Downstream of a modern combined cycle gas turbine there is generally an abrupt end of the turbine inner hub wall leading to a backward facing step with separation and flow recirculation on the hub axis. This can lead to a strong hub wake with high losses in the center of the diffuser. The interaction between the end of the hub and the downstream axial diffuser can have a significant influence on diffuser flow field and hence on overall gas turbine performance. To minimize the hub wake the flow can be guided to the axis by reducing the diameter of the hub. But this can still lead to separation on the extended hub and to a strong hub wake. This paper describes experimental and numerical investigations of the use of flow injection to control the flow separation on the hub and to guide the main flow towards the axis of the diffuser to reduce the hub wake.

A new test rig has been built at the Institute of Thermal Turbomachinery and Machinery Laboratory of the University of Stuttgart, Germany (ITSM). This rig features an active flow control device based on hub flow injection with a Coanda-effect to influence the hub wake flow. In addition to experimental studies, steady CFD (computational fluid dynamics) simulations have been performed for this configuration and validated using the experimental data.

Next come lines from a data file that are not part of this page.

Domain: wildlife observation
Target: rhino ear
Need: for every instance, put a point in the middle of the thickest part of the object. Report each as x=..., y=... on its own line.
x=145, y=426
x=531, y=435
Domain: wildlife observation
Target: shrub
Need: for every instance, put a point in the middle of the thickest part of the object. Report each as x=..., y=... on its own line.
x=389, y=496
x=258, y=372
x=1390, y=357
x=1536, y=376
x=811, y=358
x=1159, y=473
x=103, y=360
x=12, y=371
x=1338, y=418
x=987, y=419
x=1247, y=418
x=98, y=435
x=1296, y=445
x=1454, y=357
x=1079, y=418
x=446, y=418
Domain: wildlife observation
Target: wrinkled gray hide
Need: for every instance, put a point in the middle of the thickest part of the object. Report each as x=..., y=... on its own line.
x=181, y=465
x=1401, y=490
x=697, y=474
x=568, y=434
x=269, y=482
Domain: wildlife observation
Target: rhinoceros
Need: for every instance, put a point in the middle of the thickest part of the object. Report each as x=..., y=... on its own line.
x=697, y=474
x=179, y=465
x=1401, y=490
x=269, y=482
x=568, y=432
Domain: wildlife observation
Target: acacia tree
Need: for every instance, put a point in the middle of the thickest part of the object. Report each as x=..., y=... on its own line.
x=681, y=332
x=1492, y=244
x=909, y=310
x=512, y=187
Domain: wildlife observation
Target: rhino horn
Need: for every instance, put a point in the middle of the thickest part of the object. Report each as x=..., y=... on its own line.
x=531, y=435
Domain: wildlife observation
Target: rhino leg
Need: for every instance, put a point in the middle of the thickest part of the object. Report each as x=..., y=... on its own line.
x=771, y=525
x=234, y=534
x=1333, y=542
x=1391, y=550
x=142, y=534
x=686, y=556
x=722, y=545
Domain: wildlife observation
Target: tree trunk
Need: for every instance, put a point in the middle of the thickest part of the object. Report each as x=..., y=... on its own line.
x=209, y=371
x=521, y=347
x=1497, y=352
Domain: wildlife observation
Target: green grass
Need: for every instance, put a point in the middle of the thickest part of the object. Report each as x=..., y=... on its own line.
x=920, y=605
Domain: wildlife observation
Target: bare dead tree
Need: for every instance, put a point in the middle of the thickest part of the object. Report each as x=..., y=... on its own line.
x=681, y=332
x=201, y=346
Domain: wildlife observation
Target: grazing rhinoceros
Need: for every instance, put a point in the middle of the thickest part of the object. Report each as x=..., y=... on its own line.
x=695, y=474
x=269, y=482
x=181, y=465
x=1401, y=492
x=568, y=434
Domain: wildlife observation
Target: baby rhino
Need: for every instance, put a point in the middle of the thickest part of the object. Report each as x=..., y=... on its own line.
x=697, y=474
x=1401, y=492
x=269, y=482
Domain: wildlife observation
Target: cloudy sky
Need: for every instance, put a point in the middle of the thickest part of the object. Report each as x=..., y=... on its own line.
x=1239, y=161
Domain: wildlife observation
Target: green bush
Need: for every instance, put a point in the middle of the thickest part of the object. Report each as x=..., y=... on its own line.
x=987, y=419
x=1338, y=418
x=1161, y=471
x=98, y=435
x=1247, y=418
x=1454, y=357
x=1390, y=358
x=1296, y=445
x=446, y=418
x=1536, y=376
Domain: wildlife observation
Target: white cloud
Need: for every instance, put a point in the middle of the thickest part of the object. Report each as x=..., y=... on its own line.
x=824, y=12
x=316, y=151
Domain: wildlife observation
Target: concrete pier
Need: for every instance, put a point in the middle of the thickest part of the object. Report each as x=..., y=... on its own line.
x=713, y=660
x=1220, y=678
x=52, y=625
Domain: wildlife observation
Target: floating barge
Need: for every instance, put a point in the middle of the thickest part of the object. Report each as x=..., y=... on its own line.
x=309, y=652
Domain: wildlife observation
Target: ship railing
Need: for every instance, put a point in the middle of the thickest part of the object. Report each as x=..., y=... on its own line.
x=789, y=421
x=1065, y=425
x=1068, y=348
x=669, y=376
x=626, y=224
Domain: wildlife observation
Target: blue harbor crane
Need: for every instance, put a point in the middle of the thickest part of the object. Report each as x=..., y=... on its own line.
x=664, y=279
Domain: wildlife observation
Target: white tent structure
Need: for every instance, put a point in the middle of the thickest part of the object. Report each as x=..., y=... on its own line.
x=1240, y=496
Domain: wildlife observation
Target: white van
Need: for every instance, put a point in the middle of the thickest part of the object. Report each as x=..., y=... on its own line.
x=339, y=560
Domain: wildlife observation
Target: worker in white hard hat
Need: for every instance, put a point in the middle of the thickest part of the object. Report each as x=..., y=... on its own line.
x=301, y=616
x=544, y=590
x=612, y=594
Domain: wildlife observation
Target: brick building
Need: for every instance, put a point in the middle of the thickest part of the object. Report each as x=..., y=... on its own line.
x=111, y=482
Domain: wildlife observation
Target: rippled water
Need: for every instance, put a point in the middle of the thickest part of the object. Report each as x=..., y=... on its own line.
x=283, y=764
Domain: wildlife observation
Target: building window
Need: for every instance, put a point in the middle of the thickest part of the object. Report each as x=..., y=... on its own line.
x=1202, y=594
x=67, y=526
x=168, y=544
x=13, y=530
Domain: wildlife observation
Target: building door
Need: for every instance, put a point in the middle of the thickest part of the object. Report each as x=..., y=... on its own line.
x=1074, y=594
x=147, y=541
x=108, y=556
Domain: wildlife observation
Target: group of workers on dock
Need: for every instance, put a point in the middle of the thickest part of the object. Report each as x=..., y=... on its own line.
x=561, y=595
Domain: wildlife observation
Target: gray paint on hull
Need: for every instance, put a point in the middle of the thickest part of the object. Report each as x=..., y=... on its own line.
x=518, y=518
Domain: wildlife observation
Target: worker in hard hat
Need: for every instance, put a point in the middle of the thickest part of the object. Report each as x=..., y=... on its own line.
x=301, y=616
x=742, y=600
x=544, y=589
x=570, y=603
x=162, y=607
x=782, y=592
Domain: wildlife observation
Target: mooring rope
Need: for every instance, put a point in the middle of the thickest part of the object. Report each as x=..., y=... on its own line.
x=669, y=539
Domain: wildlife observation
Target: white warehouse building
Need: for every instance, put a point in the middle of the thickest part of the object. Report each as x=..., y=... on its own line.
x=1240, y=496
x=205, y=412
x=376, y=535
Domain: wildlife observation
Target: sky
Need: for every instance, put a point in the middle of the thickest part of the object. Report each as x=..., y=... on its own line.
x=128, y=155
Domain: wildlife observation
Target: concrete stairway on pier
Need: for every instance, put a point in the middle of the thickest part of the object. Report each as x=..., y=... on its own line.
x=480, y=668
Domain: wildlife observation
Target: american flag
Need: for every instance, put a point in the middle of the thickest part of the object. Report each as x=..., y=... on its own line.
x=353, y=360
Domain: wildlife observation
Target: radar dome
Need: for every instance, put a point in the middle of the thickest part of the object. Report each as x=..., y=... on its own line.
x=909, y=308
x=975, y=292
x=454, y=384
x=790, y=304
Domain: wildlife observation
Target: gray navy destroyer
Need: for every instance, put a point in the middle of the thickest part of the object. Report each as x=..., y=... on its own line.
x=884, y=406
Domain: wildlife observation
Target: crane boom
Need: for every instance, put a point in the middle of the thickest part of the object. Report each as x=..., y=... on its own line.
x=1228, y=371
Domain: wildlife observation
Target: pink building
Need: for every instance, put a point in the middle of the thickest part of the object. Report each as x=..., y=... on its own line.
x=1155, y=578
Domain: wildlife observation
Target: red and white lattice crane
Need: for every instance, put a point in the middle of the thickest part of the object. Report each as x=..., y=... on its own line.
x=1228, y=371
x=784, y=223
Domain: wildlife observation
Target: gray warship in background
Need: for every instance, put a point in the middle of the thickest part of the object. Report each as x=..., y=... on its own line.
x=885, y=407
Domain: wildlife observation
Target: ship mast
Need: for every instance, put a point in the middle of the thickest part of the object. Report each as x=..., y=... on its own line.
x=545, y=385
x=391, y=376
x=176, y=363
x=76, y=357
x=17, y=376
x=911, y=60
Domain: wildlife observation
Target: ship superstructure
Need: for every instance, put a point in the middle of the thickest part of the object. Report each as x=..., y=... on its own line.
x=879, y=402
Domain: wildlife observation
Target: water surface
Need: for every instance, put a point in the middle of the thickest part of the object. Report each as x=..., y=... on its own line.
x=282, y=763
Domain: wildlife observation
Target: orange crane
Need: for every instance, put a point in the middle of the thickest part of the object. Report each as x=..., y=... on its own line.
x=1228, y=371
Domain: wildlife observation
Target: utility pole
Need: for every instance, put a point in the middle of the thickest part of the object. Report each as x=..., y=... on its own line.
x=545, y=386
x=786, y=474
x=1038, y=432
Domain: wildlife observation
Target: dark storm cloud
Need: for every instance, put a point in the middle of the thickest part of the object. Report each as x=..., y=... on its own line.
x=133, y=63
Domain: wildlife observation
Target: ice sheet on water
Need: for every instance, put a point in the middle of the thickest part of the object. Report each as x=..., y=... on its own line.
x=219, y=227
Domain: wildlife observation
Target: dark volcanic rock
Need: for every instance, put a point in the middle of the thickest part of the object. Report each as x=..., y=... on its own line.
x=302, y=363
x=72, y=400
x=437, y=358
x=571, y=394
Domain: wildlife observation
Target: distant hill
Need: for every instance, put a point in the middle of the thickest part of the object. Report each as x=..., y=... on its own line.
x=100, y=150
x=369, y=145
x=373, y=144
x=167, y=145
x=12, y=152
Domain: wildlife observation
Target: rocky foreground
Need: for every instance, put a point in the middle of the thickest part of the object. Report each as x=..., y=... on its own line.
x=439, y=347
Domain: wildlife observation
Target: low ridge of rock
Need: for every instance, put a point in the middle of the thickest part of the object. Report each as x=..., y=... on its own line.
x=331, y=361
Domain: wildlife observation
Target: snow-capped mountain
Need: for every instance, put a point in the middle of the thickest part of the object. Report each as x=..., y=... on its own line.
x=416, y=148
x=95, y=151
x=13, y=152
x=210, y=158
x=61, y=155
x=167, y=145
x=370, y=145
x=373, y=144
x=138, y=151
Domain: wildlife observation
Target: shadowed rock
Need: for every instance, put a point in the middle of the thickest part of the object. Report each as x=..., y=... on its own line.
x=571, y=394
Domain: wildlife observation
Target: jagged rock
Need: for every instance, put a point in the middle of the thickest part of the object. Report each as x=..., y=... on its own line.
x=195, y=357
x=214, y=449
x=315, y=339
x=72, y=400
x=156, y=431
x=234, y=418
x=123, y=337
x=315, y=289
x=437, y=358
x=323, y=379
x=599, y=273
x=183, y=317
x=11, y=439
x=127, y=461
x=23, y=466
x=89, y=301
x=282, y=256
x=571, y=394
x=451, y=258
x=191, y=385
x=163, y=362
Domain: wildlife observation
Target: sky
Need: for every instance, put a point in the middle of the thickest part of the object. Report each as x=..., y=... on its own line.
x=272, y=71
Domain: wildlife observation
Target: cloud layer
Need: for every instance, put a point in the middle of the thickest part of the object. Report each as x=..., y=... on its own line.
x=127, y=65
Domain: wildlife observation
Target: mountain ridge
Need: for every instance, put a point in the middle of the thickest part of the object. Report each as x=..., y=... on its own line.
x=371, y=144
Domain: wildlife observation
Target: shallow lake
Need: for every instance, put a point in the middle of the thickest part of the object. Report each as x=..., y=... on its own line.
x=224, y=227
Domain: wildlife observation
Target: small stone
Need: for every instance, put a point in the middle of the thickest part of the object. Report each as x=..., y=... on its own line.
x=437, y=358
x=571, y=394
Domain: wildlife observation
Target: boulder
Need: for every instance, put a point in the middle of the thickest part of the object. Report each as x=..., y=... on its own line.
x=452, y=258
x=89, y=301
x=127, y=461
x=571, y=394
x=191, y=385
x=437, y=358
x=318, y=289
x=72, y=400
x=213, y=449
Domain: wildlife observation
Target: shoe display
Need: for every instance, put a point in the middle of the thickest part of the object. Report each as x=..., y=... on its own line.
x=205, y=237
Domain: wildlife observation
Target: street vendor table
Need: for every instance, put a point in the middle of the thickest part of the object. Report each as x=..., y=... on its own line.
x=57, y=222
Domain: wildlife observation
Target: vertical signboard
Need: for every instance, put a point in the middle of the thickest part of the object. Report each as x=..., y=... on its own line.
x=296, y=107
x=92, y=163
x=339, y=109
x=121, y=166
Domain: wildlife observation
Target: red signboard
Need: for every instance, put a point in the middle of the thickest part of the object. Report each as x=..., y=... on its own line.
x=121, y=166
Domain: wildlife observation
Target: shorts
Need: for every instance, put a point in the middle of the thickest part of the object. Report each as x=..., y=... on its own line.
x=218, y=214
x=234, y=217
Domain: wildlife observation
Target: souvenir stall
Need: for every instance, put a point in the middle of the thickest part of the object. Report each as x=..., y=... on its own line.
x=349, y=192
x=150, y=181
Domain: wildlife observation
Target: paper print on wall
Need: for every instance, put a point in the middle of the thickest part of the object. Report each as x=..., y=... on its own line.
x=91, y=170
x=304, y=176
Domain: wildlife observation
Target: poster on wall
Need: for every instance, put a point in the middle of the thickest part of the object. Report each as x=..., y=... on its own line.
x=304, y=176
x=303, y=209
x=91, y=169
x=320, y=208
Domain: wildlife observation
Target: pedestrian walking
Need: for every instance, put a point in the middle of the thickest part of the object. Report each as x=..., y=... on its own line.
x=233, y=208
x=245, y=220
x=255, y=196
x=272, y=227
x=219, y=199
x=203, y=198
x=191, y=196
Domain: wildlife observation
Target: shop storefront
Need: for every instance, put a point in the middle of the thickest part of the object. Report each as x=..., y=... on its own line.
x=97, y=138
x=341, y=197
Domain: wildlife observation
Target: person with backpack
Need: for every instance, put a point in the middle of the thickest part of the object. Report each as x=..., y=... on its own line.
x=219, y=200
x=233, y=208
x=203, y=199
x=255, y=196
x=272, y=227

Test results and flow field computations confirm that the flow control device tested can have a beneficial influence on diffuser performance at specific conditions. If it is the casing flow which separates then hub injection has little effect. If the casing flow is attached, and a hub separation limits the performance, then hub jet flow injection can be highly beneficial. The results also indicate that the mass flow injected in the hub jet control device has to be carefully balanced.